War photographer Goran Tomasevic, who is stationed in Nairobi, Kenya, had visited the Westgate Mall many times before.
Though he has been stationed in Syria during the worst of their devastating civil war, not to mention Libya, Kosovo, and Afghanistan, Tomasevic said the massacre in the upscale mall was still more shocking. "I really go to Syria expecting to see these things," he told BuzzFeed. "Not in a shopping mall. I used to go with my daughter to that mall."
His daughter, he said, had planned to go to the mall that morning, but changed her mind at the last second.
In Syria, "people fight for what they believe," he said. But what happened at the Westgate Mall reminded him more of a "slaughter": 61 people were killed, including children, and dozens more were injured.
Immediately upon arriving at the mall, Tomasevic knew whatever was happening was "something big." "In front of the mall many cars were in the middle of the road [with their] doors open, and then I could see dead bodies already," he said.
In the parking lot outside, the Serbian-born photographer said he wasn't sure "who was dead and who was still alive." When he spotted police officers hiding nearby, he joined their group to a more secure position, and followed them into the carnage.
Most of the police, he said, were very kind to him, and they tried to help each other, though one tried to stop Tomasevic from going inside in an attempt to protect him.
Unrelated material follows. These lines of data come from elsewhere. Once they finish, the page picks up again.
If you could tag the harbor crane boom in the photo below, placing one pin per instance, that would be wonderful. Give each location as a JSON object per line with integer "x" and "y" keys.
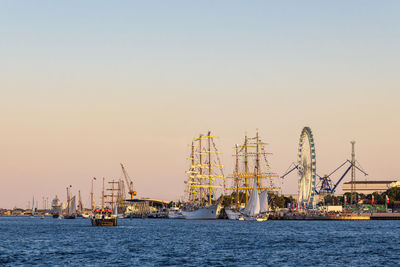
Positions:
{"x": 129, "y": 182}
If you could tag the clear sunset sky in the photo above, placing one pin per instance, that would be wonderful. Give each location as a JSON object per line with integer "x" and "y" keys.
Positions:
{"x": 85, "y": 85}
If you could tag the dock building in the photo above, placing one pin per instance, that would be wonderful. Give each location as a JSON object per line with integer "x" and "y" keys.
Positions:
{"x": 367, "y": 187}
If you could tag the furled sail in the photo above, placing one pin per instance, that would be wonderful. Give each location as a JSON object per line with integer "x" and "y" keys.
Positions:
{"x": 255, "y": 207}
{"x": 264, "y": 201}
{"x": 72, "y": 206}
{"x": 33, "y": 206}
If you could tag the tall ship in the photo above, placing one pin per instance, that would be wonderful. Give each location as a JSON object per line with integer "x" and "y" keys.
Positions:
{"x": 205, "y": 180}
{"x": 70, "y": 212}
{"x": 56, "y": 207}
{"x": 250, "y": 155}
{"x": 103, "y": 216}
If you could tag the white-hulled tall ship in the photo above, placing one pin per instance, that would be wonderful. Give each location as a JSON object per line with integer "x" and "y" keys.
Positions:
{"x": 205, "y": 180}
{"x": 250, "y": 155}
{"x": 70, "y": 212}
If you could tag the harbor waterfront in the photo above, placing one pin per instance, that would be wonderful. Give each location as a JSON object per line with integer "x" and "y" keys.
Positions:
{"x": 156, "y": 242}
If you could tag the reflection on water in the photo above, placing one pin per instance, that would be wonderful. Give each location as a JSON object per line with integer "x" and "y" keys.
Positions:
{"x": 155, "y": 242}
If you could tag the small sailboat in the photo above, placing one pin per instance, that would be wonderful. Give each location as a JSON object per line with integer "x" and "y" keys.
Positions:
{"x": 33, "y": 207}
{"x": 257, "y": 207}
{"x": 71, "y": 206}
{"x": 103, "y": 217}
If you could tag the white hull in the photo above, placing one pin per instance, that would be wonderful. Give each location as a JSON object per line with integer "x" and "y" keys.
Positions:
{"x": 232, "y": 215}
{"x": 206, "y": 213}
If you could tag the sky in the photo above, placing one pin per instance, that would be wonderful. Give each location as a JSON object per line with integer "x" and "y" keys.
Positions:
{"x": 87, "y": 85}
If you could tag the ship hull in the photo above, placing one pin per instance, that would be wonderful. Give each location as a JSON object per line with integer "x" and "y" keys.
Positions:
{"x": 104, "y": 222}
{"x": 232, "y": 215}
{"x": 206, "y": 213}
{"x": 175, "y": 215}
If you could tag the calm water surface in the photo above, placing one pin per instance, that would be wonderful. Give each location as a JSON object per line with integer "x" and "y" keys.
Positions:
{"x": 159, "y": 242}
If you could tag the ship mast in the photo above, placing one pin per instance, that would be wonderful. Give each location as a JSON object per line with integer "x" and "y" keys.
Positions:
{"x": 237, "y": 177}
{"x": 209, "y": 168}
{"x": 102, "y": 197}
{"x": 201, "y": 183}
{"x": 246, "y": 169}
{"x": 201, "y": 170}
{"x": 79, "y": 202}
{"x": 92, "y": 197}
{"x": 251, "y": 148}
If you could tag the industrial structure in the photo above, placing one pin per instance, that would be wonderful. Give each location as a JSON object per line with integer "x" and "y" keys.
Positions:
{"x": 366, "y": 187}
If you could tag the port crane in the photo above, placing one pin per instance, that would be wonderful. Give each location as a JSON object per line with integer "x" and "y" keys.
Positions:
{"x": 129, "y": 183}
{"x": 325, "y": 183}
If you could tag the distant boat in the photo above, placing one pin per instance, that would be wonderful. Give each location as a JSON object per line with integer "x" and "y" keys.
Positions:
{"x": 257, "y": 207}
{"x": 56, "y": 207}
{"x": 71, "y": 206}
{"x": 103, "y": 217}
{"x": 71, "y": 209}
{"x": 175, "y": 213}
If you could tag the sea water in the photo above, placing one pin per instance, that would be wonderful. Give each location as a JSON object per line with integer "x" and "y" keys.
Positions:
{"x": 28, "y": 241}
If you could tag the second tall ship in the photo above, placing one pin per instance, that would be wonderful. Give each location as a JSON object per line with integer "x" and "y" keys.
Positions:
{"x": 205, "y": 180}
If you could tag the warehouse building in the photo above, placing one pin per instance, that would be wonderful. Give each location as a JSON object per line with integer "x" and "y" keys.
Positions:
{"x": 367, "y": 187}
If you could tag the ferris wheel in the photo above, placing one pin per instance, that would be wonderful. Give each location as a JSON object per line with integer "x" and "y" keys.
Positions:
{"x": 306, "y": 167}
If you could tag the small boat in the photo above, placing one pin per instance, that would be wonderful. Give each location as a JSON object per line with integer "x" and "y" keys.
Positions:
{"x": 33, "y": 207}
{"x": 103, "y": 217}
{"x": 210, "y": 212}
{"x": 257, "y": 207}
{"x": 175, "y": 213}
{"x": 71, "y": 209}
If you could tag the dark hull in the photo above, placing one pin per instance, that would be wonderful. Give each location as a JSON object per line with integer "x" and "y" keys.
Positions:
{"x": 104, "y": 222}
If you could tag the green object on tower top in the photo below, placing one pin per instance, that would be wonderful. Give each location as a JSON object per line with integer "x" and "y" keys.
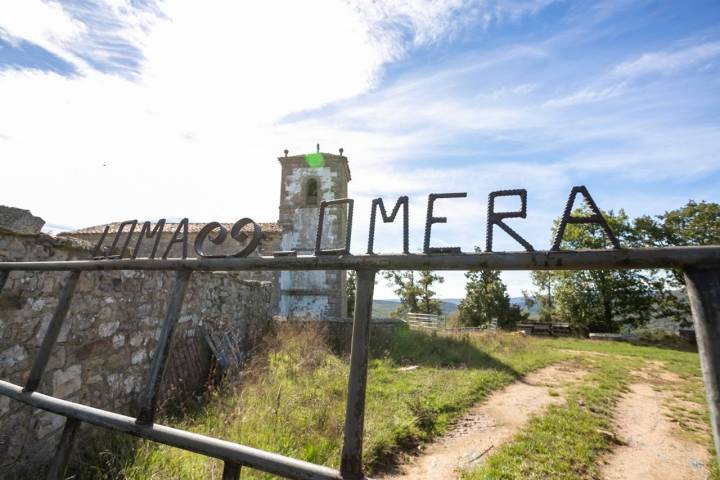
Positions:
{"x": 314, "y": 160}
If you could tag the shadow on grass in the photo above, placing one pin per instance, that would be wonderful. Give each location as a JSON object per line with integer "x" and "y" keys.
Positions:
{"x": 428, "y": 349}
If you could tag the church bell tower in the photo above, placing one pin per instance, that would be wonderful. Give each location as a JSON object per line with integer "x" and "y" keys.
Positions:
{"x": 306, "y": 180}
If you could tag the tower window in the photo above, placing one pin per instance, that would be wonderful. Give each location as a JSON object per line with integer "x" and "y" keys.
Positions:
{"x": 311, "y": 193}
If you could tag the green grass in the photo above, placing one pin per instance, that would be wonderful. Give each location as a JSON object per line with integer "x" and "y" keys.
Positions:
{"x": 291, "y": 400}
{"x": 565, "y": 442}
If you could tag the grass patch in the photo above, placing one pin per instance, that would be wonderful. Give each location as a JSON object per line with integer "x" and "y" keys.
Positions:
{"x": 291, "y": 399}
{"x": 566, "y": 441}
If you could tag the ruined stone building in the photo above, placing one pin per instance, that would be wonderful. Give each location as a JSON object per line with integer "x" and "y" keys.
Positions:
{"x": 104, "y": 350}
{"x": 305, "y": 181}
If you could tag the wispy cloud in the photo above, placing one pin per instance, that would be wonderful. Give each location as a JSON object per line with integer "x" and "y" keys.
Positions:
{"x": 666, "y": 62}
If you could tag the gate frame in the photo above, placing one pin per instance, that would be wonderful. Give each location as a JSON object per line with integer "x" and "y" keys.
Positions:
{"x": 701, "y": 266}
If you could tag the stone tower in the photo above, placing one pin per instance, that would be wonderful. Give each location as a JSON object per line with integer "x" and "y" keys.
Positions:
{"x": 306, "y": 180}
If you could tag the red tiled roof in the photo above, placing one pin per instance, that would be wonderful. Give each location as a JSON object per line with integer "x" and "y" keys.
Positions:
{"x": 168, "y": 228}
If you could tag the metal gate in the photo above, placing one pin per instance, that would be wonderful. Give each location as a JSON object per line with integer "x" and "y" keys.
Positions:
{"x": 701, "y": 266}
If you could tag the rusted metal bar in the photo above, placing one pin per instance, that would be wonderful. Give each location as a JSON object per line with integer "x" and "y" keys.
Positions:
{"x": 52, "y": 332}
{"x": 4, "y": 274}
{"x": 62, "y": 455}
{"x": 625, "y": 258}
{"x": 231, "y": 471}
{"x": 148, "y": 402}
{"x": 703, "y": 288}
{"x": 351, "y": 460}
{"x": 193, "y": 442}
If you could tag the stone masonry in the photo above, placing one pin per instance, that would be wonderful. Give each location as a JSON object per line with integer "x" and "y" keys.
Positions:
{"x": 104, "y": 350}
{"x": 314, "y": 295}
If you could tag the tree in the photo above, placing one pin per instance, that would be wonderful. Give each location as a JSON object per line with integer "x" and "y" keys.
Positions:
{"x": 693, "y": 224}
{"x": 598, "y": 300}
{"x": 427, "y": 302}
{"x": 486, "y": 298}
{"x": 544, "y": 296}
{"x": 414, "y": 291}
{"x": 350, "y": 292}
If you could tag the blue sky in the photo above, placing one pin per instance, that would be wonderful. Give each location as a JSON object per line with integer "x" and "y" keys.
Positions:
{"x": 139, "y": 109}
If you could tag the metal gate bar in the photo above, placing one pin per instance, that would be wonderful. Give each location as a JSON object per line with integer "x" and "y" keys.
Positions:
{"x": 701, "y": 266}
{"x": 665, "y": 257}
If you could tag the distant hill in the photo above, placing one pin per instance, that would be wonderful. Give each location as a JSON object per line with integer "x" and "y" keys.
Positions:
{"x": 383, "y": 308}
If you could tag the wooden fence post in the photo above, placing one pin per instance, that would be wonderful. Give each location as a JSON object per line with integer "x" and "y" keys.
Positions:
{"x": 351, "y": 460}
{"x": 703, "y": 288}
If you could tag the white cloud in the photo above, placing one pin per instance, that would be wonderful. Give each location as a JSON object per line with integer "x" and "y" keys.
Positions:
{"x": 45, "y": 24}
{"x": 664, "y": 62}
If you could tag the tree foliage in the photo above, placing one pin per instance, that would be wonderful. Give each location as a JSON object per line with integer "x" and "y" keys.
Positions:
{"x": 486, "y": 298}
{"x": 597, "y": 300}
{"x": 693, "y": 224}
{"x": 603, "y": 300}
{"x": 414, "y": 289}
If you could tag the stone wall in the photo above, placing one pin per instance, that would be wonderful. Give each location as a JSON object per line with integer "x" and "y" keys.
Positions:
{"x": 104, "y": 350}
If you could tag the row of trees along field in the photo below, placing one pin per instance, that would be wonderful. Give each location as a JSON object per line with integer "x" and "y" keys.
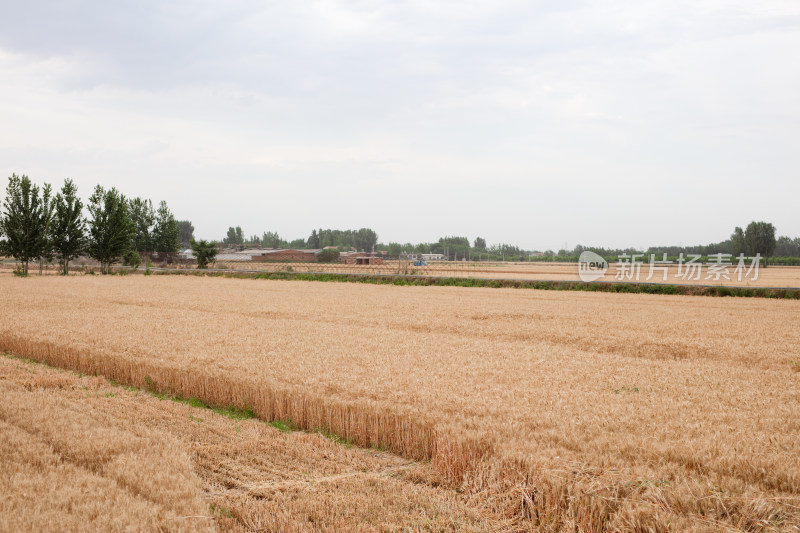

"It's hard being in this business, you know. You have to do what you have to do to tell the story."
As for whether he was afraid of being killed while the terrorists were still active, Tomasevic said he had no time for fear.
"You don't think about it. You do what you have to do and then when you finish it, you start thinking about it." He added, "If I get shot I get shot."
Tomasevic said he has been so busy, he still hasn't had a chance to sit down to take a look at the photos he shot that day, though he said he's still trying to recover from what he saw.
"I just have scenes in my head. Pictures of people lying in the blood. And of course all pictures connected with children. Children suffering or seeing the people around them."
One photo that resonated with him was a picture of a man hugging his wife, both of them having been shot to death (above). "He tries to protect her, they're lying in their own blood, they've been killed," he recalled. "It's very hard."